Strong words demand definitions, though. So what do I mean by “politics?” I mean the act of deciding for others via the mechanisms of the state. Choosing for others, and then getting government to make them go along with our choices. Granted, when we make decisions via those mechanisms—by, say, voting—we expect the outcome will apply to ourselves and not just to other people. But it’s misleading to say we are “deciding for ourselves” when we vote, because if what we vote for is something we would’ve done anyway, we could always choose to do it independent of a vote. If I think contributing money to a cause is worthwhile, I don’t need the state to make me do it. I can cut a check any time. By voting, by shifting from the personal and voluntary to the political and compulsory, we call for the application of force. A vote is the majority compelling the minority to comply with the majority’s wishes. Thus politics is a method of decision-making where choices are moved from individuals choosing privately to groups choosing collectively, and where the decisions those groups arrive at are backed by law and regulation. It’s this last aspect—the backing by the force of law—that distinguishes politics from, say, five friends voting on where to go for dinner.

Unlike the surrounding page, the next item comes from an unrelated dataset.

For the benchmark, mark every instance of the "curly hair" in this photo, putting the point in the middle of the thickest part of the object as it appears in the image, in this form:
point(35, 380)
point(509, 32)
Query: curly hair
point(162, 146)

Most of us have at least a sense there’s something wrong with politics. Watch cable news, listen to talk radio, sit through weeks or months of campaign ads, and it’s impossible to avoid the unseemliness of political practice. It’s off-putting and makes us, or ought to make us, question the character of anyone enthusiastic about it. But its pernicious influence extends beyond those who embrace politics as a vocation or hobby. Politics represents a corrupting influence in all our lives, a stumbling block in our paths toward living well. No matter how minimal our participation.

Politics accomplishes this by undermining our ability to practice well the art of good living. One way is indirect: politics contributes to an environment where learning the skill of living well becomes more difficult than it would be otherwise. An important prerequisite to living well is a certain amount of material security—if we’re just scraping by, we have no time for higher pursuits. We’re used to common libertarian claims, grounded in economics, that a system where decisions are made politically—whether through the democratic process or by legislators and bureaucrats instead of by individuals—will lead to less wealth and innovation, and thus give us fewer resources to lead the kinds of lives we would decide to lead in a world of choice and plenty. In this way, a politically controlled environment becomes less compatible with maximally good lives.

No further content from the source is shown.